This is my review of The Romantic Revolution by Prof. Tim Blanning.
Although “by its nature, romanticism does not lend itself to precise definition”, this is a coherent and very readable introduction. Blanning even manages to interest a reader like me who finds romantic poetry and art too full of mawkish sentimentality and overblown emotion. My initial aim was simply to understand how romanticism arose as a backlash against the “cold and sterile” rationality of the C18 Enlightenment, which Blanning admits is an over-simplification.
Rousseau with his originality and “insistence on doing everything from the inside”, the “Sturm und Drang” movement in Germany and English poets like Blake and Coleridge all in their various ways attacked the Enlightenment developments of philosophy, science and mathematics as being too concerned with what could be measured and proved. Coleridge criticised rationally educated people who “were marked by a microscopic acuteness, but when they looked at great things, all became blank and they saw nothing”. He suggested that the souls of five hundred Newtons would go to the making up of one Shakespeare or Milton.
John Locke in particular was condemned for maintaining that at birth, the human mind was “white paper, void of all characters, without any ideas”. This seemed to put too much importance on development through the senses, involving social engineering, as opposed to Baudelaire’s view that romanticism lies “in a way of feeling”. It was also a focus on individual creativity from the inside out, which would give free rein to geniuses like “the romantic hero” Beethoven, or more arguably Wagner, who maintained, “Only religion and art can educate a nation – what use is science which analyses everything and explains nothing?”
The Enlightenment was also seen as hostile to history, a clear example of this being the French Revolution with its violence and imposition of a new order, treating society like a system for which the past could be erased.
With the downgrading of organised religion in the C18, art in its various forms could fill the gap, and the exploration of this forms the bulk of the book.
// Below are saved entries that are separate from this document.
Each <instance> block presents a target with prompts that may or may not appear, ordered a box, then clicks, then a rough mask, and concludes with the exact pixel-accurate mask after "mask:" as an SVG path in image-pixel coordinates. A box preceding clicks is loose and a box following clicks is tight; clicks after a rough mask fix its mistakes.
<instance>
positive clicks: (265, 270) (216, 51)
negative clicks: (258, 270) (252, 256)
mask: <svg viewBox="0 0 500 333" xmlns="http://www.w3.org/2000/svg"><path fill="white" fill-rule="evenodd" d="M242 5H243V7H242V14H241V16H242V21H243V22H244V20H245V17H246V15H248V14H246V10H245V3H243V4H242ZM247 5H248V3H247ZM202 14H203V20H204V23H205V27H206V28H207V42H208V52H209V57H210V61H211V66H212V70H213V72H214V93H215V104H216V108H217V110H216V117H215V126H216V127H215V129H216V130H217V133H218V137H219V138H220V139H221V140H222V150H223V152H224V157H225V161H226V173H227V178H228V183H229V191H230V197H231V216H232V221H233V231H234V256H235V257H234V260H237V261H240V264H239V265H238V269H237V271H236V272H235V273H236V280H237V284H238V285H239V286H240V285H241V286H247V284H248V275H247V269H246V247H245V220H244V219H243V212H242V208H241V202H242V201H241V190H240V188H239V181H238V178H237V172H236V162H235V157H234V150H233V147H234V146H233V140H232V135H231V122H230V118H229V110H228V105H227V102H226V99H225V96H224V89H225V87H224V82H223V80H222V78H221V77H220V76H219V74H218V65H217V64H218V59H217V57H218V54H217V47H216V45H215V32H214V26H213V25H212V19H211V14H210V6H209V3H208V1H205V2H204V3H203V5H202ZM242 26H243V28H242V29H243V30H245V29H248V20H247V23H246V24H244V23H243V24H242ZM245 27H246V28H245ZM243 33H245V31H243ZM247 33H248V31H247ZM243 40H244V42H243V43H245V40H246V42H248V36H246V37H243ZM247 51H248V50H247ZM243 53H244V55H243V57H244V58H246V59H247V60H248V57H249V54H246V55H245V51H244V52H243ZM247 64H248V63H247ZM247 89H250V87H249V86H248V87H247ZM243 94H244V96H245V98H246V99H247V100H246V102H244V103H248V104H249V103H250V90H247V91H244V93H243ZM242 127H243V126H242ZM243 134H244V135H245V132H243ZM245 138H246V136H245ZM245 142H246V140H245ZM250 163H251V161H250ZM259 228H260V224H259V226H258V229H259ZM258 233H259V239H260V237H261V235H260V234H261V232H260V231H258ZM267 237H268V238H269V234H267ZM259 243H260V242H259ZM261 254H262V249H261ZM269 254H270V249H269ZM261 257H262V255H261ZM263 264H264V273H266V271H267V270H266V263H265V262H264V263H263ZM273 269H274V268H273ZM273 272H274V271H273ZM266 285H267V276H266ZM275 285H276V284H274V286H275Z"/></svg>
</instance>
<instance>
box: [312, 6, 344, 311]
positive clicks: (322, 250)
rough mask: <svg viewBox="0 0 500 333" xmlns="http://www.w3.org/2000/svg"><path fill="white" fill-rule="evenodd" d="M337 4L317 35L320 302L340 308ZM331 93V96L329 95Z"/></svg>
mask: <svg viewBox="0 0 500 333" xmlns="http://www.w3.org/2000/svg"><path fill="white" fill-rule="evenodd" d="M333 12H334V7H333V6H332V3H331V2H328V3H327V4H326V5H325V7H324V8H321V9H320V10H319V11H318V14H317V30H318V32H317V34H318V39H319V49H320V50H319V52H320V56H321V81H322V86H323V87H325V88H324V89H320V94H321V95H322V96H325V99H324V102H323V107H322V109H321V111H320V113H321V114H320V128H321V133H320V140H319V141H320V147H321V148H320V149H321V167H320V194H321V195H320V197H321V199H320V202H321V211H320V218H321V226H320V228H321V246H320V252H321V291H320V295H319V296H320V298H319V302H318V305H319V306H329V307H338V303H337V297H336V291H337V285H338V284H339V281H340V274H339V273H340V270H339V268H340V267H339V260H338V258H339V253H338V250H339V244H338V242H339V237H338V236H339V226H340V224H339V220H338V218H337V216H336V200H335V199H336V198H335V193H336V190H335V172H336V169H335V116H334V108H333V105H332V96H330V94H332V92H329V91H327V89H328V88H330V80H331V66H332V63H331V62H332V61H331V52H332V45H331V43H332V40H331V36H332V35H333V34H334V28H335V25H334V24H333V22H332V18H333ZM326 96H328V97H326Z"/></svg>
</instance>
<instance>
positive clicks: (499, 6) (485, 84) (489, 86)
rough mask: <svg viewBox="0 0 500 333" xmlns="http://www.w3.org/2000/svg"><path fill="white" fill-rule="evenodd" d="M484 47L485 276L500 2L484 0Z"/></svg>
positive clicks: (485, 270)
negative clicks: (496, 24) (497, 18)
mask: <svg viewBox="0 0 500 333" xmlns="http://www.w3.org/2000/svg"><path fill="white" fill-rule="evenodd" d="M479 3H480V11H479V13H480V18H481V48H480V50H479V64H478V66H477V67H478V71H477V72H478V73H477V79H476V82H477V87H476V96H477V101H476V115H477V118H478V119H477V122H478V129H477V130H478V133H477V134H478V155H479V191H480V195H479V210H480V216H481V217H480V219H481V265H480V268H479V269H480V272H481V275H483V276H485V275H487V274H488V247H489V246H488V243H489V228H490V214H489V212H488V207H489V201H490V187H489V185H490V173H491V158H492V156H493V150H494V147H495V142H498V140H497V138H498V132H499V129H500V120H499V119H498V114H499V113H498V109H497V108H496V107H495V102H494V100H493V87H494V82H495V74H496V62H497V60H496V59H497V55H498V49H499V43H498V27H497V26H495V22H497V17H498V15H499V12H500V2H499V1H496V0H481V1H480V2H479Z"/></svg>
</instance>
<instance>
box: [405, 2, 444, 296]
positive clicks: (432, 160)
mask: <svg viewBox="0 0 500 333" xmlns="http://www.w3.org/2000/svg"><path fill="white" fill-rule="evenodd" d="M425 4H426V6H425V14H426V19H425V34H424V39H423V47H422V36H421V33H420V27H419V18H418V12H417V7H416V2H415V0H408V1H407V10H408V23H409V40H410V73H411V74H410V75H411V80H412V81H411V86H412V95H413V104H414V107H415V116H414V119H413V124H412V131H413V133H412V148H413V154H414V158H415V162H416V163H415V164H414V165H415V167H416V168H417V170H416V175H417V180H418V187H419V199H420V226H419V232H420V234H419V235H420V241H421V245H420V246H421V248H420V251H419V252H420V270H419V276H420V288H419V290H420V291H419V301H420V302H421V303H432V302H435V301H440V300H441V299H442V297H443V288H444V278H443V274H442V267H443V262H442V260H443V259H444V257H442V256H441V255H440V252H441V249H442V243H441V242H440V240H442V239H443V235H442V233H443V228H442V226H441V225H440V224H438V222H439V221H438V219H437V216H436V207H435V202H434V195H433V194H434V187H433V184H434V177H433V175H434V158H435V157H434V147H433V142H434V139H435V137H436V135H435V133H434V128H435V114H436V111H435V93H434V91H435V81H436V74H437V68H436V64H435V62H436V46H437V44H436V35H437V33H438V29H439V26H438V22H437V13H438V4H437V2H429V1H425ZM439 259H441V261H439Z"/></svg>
Blanning writes of the composers who became the “high priests” of art; the poetic imagination which knows “how like a dream imagination is, how it loves nights, and solitude”, the same being applicable to writers and painters. The fascination with insanity, linked to the idea of “the mad genius” and the interest in folk art, folk dancing and folk songs are also covered. Even landscapes could become romantic, such as the Rhine and the Alps. It is easy to see how all this could feed the nationalism of German or Italian unification, fed by myths of past heroes.
In a final chapter linking to the present, Blanning shows how the force of technological change eventually forced romanticism to cede to modernism, giving the Enlightenment “the last laugh” – yet suggests in a somewhat rushed conclusion that there is now a renewed reaction to the culture of reason.
My only minor criticism is that the author makes too great a demand on the reader by flitting between examples without making the chronology clear. I like his heavy use of well-chosen quotations which create a vivid sense of romanticism in its varied aspects.